I'm writing some code to group vectors by the angles between them. For example I might have an array of vectors:
vectors = np.array([[1, 0, 0], [1.1, 0, 0], [0, 2, 2]])
With an acceptable angle deviation of 0.1 radians for example. Currently, I'm doing this in a while loop like so:
groups = []
while not vectors.size == 0:
vector = vectors[0]
angles = (vectors @ vector)/(np.linalg.norm(vector, axis=1))
angles = np.arccos(angles/np.linalg.norm(vector))
group = vectors[angles <= angle]
groups.append(group)
vectors = vectors[angles > angle]
return np.array(groups)
I expect this to return a numpy array with the following form:
expected_array = np.array([[[1, 0, 0], [1.1, 0, 0]], [[0, 2, 2]]])
But instead I get the following:
actual_array = np.array([array([[1. , 0. , 0. ], [1.1, 0. , 0. ]]),
array([[0. , 2, 2]])])
Why doesn't Numpy notice that the list contains arrays and give me what I expect? Is there a way of making Numpy notice this? Or do you always have to use np.concatenate or something similar to get the desired result?
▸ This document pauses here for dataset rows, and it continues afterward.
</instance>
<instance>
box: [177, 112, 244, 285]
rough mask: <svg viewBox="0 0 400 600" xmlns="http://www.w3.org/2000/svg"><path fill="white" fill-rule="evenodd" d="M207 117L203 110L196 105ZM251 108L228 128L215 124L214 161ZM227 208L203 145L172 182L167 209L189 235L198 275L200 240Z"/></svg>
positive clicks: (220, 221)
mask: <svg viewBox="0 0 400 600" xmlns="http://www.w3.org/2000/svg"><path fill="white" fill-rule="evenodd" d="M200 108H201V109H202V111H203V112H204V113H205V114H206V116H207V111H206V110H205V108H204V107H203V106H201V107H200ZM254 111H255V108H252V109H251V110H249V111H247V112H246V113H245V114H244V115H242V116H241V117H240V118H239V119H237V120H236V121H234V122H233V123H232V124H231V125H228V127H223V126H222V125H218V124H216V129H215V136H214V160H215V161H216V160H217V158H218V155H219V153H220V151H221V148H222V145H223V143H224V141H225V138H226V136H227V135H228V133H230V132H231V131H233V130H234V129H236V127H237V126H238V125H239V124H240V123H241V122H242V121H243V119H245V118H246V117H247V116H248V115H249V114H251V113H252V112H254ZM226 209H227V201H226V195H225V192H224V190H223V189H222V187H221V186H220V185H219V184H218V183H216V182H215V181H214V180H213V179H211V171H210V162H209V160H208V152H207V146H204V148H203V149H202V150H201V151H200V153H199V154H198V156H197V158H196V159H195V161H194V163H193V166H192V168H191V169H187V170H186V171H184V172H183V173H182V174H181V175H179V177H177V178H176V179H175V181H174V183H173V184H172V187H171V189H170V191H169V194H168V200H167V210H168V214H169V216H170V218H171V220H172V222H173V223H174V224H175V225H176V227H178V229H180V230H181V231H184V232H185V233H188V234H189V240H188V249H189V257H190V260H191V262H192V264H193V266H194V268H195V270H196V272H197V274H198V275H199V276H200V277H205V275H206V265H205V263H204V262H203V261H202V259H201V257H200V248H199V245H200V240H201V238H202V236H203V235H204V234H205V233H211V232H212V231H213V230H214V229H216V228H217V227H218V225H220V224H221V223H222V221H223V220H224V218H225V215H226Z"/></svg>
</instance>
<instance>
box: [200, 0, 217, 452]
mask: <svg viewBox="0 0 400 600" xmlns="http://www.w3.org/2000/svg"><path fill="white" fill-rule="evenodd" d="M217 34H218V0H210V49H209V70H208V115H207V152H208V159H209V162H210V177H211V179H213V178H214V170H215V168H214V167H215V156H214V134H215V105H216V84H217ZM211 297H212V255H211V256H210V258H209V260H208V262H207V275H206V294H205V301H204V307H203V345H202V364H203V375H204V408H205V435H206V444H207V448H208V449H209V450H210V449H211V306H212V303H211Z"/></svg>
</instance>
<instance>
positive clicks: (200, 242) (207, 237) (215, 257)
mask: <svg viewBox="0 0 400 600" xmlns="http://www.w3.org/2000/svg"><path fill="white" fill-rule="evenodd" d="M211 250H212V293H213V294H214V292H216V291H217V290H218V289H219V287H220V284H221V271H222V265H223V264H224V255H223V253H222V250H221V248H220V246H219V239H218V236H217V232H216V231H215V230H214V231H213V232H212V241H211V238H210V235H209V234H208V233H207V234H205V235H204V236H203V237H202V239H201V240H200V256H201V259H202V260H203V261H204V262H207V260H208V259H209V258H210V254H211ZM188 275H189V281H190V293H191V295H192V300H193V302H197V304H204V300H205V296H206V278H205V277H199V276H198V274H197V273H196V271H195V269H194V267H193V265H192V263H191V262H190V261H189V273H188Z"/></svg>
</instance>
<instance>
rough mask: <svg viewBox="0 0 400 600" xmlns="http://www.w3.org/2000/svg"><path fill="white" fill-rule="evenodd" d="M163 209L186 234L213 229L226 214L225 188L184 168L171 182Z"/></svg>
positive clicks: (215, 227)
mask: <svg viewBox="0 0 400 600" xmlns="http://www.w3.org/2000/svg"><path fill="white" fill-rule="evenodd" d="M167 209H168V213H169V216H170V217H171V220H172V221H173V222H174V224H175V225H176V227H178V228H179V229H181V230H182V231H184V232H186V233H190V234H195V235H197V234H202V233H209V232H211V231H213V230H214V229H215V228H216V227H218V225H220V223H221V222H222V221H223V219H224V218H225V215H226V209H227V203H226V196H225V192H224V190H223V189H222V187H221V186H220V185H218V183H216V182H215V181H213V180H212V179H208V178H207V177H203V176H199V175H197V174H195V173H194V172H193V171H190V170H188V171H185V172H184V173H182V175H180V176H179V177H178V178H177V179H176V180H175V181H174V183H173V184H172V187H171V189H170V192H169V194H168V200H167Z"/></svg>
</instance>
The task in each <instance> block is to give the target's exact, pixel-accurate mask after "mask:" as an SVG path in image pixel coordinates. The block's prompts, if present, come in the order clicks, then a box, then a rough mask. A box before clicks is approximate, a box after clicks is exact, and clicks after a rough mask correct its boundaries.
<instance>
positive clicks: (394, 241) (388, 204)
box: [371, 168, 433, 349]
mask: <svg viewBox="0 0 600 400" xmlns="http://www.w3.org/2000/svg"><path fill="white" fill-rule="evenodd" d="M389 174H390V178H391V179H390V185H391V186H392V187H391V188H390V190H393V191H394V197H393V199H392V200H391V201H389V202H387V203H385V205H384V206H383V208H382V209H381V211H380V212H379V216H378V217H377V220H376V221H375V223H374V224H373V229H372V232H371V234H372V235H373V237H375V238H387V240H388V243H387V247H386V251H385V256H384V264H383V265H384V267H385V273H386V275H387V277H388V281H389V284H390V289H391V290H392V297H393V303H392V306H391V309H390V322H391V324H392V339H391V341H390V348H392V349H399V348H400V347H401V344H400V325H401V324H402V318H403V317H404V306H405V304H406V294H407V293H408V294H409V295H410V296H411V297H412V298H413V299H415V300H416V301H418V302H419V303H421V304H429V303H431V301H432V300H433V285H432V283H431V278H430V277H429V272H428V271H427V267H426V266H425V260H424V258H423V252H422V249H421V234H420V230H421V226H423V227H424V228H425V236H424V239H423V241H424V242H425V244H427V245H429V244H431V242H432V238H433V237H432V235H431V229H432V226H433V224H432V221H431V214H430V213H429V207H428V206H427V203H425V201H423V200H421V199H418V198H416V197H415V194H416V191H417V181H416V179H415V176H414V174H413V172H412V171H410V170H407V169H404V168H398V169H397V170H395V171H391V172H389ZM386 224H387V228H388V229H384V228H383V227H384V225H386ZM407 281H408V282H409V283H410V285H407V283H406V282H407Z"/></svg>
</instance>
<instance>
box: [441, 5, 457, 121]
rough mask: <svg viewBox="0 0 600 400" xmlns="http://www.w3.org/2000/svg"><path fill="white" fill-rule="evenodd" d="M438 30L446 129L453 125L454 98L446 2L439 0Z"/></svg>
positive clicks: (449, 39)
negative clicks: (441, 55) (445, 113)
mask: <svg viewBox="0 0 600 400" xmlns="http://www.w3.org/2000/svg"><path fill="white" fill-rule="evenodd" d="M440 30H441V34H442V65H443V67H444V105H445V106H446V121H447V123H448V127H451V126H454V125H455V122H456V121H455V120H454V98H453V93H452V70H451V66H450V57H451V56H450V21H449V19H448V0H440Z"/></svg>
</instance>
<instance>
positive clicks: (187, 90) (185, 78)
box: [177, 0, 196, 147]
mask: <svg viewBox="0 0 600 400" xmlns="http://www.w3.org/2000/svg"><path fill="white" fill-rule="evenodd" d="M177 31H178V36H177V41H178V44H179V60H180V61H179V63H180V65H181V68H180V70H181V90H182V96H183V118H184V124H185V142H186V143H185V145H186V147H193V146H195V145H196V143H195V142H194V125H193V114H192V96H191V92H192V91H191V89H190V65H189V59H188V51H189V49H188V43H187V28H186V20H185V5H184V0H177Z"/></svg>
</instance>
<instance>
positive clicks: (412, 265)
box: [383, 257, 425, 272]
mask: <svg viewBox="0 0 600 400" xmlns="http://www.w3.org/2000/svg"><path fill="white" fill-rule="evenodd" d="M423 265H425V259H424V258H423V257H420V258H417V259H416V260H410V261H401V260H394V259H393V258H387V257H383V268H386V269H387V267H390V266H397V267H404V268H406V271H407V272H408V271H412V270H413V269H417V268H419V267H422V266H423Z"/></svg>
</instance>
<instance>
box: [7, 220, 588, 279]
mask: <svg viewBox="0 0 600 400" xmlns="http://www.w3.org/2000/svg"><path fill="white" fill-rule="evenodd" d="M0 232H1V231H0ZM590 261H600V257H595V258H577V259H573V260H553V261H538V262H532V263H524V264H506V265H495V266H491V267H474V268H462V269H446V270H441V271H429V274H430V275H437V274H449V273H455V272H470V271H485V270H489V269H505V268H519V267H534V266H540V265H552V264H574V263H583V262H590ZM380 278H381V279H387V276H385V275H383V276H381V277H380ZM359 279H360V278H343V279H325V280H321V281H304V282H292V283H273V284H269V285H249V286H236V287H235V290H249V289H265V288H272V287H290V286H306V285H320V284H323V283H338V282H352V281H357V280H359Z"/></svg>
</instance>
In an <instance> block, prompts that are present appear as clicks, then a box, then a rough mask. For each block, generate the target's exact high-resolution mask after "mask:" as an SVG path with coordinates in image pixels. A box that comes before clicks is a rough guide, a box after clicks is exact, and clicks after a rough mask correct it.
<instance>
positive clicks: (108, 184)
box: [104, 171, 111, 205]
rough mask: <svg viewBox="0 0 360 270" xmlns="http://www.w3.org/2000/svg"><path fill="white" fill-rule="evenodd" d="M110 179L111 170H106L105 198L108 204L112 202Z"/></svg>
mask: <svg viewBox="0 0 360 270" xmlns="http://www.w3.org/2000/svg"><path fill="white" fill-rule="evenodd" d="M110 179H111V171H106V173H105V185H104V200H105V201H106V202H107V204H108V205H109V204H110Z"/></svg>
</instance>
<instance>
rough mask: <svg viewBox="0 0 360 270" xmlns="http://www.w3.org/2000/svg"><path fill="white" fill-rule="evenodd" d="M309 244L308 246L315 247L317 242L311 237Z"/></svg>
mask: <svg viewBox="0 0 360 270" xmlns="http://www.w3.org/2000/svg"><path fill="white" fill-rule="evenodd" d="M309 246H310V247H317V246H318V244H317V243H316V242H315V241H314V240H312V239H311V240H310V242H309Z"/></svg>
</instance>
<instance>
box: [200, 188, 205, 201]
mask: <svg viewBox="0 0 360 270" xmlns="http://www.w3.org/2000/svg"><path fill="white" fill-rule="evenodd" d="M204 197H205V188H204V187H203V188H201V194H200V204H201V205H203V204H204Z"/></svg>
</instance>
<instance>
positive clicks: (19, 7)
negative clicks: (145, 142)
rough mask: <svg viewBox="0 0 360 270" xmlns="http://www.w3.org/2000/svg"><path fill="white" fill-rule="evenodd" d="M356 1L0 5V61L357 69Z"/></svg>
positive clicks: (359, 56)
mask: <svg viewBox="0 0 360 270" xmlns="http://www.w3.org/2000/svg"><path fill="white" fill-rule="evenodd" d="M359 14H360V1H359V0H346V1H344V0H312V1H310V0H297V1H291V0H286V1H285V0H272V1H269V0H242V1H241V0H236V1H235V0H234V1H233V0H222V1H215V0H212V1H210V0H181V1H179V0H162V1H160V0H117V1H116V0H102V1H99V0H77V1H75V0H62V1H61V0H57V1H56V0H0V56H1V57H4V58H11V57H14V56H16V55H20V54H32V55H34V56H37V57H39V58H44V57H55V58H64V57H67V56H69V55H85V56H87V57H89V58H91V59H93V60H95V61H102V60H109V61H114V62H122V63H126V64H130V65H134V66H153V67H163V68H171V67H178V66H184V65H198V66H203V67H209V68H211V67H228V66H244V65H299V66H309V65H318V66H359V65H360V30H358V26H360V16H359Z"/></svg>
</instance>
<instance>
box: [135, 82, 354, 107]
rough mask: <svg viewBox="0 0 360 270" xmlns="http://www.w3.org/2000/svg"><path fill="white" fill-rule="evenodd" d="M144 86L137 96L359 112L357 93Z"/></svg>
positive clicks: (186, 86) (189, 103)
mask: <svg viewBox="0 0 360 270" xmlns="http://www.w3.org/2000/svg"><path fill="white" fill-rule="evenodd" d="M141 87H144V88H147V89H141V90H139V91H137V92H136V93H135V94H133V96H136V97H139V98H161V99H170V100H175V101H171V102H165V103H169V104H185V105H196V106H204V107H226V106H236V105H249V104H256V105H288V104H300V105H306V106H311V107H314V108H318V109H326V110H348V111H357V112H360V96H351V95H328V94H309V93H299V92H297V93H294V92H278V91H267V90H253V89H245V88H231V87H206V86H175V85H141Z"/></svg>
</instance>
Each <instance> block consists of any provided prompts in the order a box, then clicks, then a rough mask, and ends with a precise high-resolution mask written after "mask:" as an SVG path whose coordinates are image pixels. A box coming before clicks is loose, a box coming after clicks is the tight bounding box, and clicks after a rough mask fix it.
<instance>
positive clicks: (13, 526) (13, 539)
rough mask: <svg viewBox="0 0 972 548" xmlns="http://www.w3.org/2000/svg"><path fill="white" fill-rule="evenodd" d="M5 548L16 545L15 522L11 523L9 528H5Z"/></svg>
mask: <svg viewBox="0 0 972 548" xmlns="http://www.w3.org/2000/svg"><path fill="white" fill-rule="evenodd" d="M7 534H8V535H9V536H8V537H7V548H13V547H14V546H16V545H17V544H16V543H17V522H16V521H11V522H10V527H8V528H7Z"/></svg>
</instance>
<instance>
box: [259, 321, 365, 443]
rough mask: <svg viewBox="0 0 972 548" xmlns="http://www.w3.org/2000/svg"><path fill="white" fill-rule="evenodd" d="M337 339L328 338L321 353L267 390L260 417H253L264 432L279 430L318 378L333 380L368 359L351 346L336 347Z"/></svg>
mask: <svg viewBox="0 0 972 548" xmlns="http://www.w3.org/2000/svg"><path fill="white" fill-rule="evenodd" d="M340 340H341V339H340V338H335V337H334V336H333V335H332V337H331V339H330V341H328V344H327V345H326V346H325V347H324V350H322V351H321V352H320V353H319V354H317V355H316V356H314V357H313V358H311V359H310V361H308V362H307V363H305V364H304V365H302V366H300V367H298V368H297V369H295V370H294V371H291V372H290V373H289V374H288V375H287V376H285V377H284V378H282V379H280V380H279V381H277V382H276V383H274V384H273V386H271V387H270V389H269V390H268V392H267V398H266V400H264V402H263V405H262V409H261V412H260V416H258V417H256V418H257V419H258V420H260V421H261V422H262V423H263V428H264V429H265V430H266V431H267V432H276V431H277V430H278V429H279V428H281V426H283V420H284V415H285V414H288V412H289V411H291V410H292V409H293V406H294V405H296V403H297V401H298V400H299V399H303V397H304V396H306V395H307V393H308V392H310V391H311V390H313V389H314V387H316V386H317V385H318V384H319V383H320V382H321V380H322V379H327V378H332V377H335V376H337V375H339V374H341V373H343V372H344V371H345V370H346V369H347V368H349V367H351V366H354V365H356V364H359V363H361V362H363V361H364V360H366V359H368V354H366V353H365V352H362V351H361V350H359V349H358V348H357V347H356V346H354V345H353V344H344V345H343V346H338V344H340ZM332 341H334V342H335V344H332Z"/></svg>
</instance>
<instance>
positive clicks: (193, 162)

CodePudding user response:
"I expect this to return a numpy array with the following form:"
In [420]: np.array([[[1, 0, 0], [1.1, 0, 0]], [[0, 2, 2]]])
<ipython-input-420-a1f3305ab5c3>:1: VisibleDeprecationWarning: Creating an ndarray from ragged nested sequences (which is a list-or-tuple of lists-or-tuples-or ndarrays with different lengths or shapes) is deprecated. If you meant to do this, you must specify 'dtype=object' when creating the ndarray. np.array([[[1, 0, 0], [1.1, 0, 0]], [[0, 2, 2]]])
Out[420]: array([list([[1, 0, 0], [1.1, 0, 0]]), list([[0, 2, 2]])], dtype=object)
Is that really what you expected? An array that preserves the nesting of the lists?
vstack
(or concatenate
) can join the lists/arrays with the lists, to make a 2d array:
In [421]: np.vstack([[[1, 0, 0], [1.1, 0, 0]], [[0, 2, 2]]])
Out[421]:
array([[1. , 0. , 0. ],
[1.1, 0. , 0. ],
[0. , 2. , 2. ]])
Converting those 2 arrays back to lists:
In [422]: _420.tolist()
Out[422]: [[[1, 0, 0], [1.1, 0, 0]], [[0, 2, 2]]]
In [423]: _421.tolist()
Out[423]: [[1.0, 0.0, 0.0], [1.1, 0.0, 0.0], [0.0, 2.0, 2.0]]
The first has 3 levels of nesting, same as the original; the second has only 2.
===
Your code isn't runnable:
In [424]: vectors = np.array([[1, 0, 0], [1.1, 0, 0], [0, 2, 2]])
In [425]: groups = []
...: while not vectors.size == 0:
...: vector = vectors[0]
...: angles = (vectors @ vector)/(np.linalg.norm(vector, axis=1))
...: angles = np.arccos(angles/np.linalg.norm(vector))
...: group = vectors[angles <= angle]
...: groups.append(group)
...: vectors = vectors[angles > angle]
...:
Traceback (most recent call last):
File "<ipython-input-425-e50fafbda1c3>", line 4, in <module>
angles = (vectors @ vector)/(np.linalg.norm(vector, axis=1))
File "<__array_function__ internals>", line 5, in norm
File "/usr/local/lib/python3.8/dist-packages/numpy/linalg/linalg.py", line 2561, in norm
return sqrt(add.reduce(s, axis=axis, keepdims=keepdims))
AxisError: axis 1 is out of bounds for array of dimension 1
I was hoping to see the list groups
, before you tried to make an array from it. I don't feel like debugging your sample.
CodePudding user response:
In short: It can! (But not in the way you want.)
A search around this topic finds this question: Numpy stack with unequal shapes
In which the following is made clear: numpy arrays must be rectangular, as the above example won't produce a rectangular array when added together this doesn't work.
If you try and do the same thing with arrays of the same size it will work. For example:
array = np.array([np.array([1, 2, 3]), np.array([1, 0, 1]))
Will produce an array with the shape (2, 3).
However, with arrays of different sizes the numpy array dtype defaults to the object
, and all the individual arrays get stored instead.